First, a note that is probably boring to most of you. Who knows, one of you might find it interesting, so I am including it: the variant text quoted by בית יוסף in its note on אורח חיים קסז:י calls our protagonist מנימין רעיא, rather than בנימין רעיא. This is a common switch between the labials b and m, and I believe that the Talmudic name מניומי is related to the name מנימין / בנימין.
Now, I point out that our story deals with the liturgy of an untutored man. Presumably, Benjamin the Shepherd has composed this text himself. Right after we have quoted a line saying that we must say ברכות in exactly the מטבע that the Sages formulated, we find a statement quoted in which Rav says that Benjamin’s blessing is valid. (Of course, the Stam has to come along and ruin this beautiful pluralistic openness, and tell us that Benjamin hadn’t really fulfilled the obligation of the full ברכת המזון, but only the obligation of the first ברכה. What, should he then recite versions of the other three blessings, even though he has probably never heard of them? I have seen Sephardic prayerbooks that include a special abbreviated version of the four שלש ברכות, meant for women, in which the first ברכה is Benjamin’s blessing, in Aramaic, and the other three are abbreviated versions, in Hebrew, of the Sages’ blessings. What does this accomplish?)
This whole discussion raises interesting questions for us: How are we Talmudic Jews to view the untutored? Should we dumb down the Talmudic law, Artscrollize it into little books and pamphlets, and force it down the throats of the עמי ארצות (or amarotzim, in Yiddish)? Should we respect the personal prayers that they already say, and consider them to be valid alternatives to our prayers? Should we encourage them to say both their prayers and ours? In many communities, women said tkhines (תחינות), either out of their own heads or out of printed tkhines-books, in which they poured out their hearts and souls. Should we force them to give up their tkhines, and say the nineteen שמונה עשרה ברכות? Should we encourage them to continue saying only their tkhines? Should we encourage them to say both their tkhines AND our שמונה עשרה ברכות?

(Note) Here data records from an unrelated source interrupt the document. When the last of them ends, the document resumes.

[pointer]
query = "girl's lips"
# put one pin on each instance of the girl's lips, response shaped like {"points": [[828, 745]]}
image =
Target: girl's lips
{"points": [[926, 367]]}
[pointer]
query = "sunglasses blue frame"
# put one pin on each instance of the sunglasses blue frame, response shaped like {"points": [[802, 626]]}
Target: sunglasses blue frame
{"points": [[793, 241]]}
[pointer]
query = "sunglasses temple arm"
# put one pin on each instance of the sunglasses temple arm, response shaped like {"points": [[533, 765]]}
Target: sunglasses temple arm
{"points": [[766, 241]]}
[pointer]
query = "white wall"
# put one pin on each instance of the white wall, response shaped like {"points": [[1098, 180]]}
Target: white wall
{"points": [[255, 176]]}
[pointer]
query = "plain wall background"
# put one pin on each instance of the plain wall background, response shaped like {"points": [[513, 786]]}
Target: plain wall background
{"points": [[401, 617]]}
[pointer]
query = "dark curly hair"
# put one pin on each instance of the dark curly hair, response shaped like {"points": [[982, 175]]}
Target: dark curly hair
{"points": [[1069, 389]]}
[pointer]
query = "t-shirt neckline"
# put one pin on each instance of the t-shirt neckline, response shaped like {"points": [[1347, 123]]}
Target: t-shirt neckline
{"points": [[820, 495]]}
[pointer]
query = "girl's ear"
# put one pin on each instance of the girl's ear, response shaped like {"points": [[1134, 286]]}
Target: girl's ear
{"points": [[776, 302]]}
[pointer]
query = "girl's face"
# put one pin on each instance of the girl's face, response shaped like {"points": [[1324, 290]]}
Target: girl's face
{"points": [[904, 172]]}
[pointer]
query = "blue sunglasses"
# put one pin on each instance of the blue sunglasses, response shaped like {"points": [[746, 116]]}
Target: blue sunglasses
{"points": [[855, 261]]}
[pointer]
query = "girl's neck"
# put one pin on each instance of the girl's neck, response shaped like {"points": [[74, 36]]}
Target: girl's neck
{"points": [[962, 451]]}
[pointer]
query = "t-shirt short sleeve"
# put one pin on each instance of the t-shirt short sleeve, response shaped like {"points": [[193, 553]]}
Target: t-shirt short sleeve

Certainly, we should not overburden such people with all sorts of unnecessary חוּמְרֵי (what you would call חוּמְרוֹת), which will be pointless and potentially harmful to them. Remember: nobody is obligated to say פסוקי דזמרא, or קדושתא דסדרא, or much else that is printed in our סִדּוּרִים. Half of the Jewish people (the women) are obligated to say only י"ח ברכות, and the other half (the men) is obligated to say three extra ברכות in the morning, and four extra ברכות in the evening. In addition, the men have an obligation to recite three scriptural passages (totalling no more than twenty פסוקים) in the morning and the evening.
On a personal note: today is the first day of ניסן, and therefore the first day to say the beautiful blessing on the first flowering of trees for the year. (I don't know whence Artscroll got its idea that they have to be fruit trees; this is found neither in the Bavli, nor in the Rambam, nor in the טור, nor in the שולחן ערוך. It is, however, in the Sepharadi Mahzor עוד יוסף חי for Pesah. Go figure.) This blessing is first quoted by Rav Yehuda on ברכות מ"ג, Tuesday's daf. At first, I thought: it would be cool to learn that daf in a park, and when arriving at the מימרא of Rav Yehuda, to go up to a tree and recite the מימרא, including the blessing, and to have כוונה to fulfill the blessing through the recitation of it in the learning. This would be like היה קורא בתורה והגיע זמן מקרא אם כוון לבו יצא. Then, I thought: Sure, that would be cool, but it would be making הלכה into a sort of a game. I love the beauty of the trees, and want to bless God, who created them, at the earliest possible moment. זריזין מקדימין למצוות. I called up DR (or, as DKP calls him, DLR), and we went out to Sakura Park, to say the ברכה together. Gevalt!